Americans may be spending more time shopping for shoes than a mortgage, a recent report from the Consumer Finance Protection Bureau suggested. Almost half of consumers seeking a home loan to purchase a home make a potentially costly mistake to not shop for lenders, the agency recently found.

Instead of contacting different lenders and comparing mortgage rates and fees, some consumers are paying more by sealing the home deal with the first – and only – lender contacted.

When people buy a home, they take time to shop around and compare different homes before making the ultimate decision.

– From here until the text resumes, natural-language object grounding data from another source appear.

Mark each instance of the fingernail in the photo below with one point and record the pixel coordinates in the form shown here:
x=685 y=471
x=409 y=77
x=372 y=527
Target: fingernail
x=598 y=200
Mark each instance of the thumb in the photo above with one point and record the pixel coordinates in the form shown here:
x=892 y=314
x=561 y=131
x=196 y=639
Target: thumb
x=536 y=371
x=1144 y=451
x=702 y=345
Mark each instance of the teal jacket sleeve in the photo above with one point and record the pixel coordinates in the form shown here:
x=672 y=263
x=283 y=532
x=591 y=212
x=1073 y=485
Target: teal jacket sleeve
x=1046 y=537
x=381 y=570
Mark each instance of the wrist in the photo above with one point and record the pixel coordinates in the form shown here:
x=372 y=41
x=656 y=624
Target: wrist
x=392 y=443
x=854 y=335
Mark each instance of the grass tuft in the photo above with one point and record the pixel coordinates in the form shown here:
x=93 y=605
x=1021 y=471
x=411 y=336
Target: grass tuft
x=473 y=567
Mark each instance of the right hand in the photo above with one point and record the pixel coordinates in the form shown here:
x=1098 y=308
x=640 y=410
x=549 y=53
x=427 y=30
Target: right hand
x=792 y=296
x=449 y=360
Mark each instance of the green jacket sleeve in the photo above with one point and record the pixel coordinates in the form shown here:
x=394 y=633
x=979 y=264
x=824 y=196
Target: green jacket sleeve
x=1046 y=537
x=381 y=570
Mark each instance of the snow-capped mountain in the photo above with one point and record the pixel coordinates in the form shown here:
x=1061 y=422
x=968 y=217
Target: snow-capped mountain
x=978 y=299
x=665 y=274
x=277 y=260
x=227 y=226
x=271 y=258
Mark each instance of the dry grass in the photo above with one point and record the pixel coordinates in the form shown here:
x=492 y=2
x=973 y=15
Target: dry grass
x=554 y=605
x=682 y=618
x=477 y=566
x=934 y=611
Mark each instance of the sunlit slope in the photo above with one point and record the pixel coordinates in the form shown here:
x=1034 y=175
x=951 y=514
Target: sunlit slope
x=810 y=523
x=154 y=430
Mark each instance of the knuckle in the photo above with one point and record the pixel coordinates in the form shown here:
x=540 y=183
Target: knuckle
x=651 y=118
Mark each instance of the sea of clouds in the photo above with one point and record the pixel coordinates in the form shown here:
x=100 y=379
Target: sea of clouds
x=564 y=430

Unfortunately, this is not the process that most consumers go through when they choose a mortgage loan. Instead, there is a tendency to latch onto the first knowledgeable individual offering a loan and assume that they are acting solely in your best interest. Recent history shows that this approach can cost you literally thousands of dollars.

Before the financial crisis and recent mortgage reforms, some lenders steered borrowers toward riskier and higher-cost loans because it financially benefitted the mortgage originator. Some mortgage originators used “yield spread premiums” to bump up mortgage rates in exchange for higher commissions, costing the consumer.

That was yesterday, and thankfully for the consumer, now it’s different. Thanks to new federal regulations that went into effect in January 2014, mortgage lenders offering traditional loan products today are ‘capped’ at charging you a maximum of 3 percent compensation for your loan.

But, buyer beware. That 3 percent cap is only on disclosed fees that are clearly shown on your loan’s good faith estimate. Banks and mortgage banks can charge more than that through what’s known as ‘service release premium,’ which they can adjust to increase their profits and pass along these costs to you.

It’s extremely important to understand that mortgage brokers, like Premier Mortgage Lending, legally cannot charge this premium like banks can. This makes a broker a good place for your buyers to start when shopping around for the lowest-cost loan.

The role of a broker is different than that of a bank. A broker acts as an intermediary between the borrower and the lending source, while a bank often is the lending source. Because brokers typically work with multiple lending institutions, they can connect your buyer to multiple mortgage products with varying interest rates and out-of-pocket costs.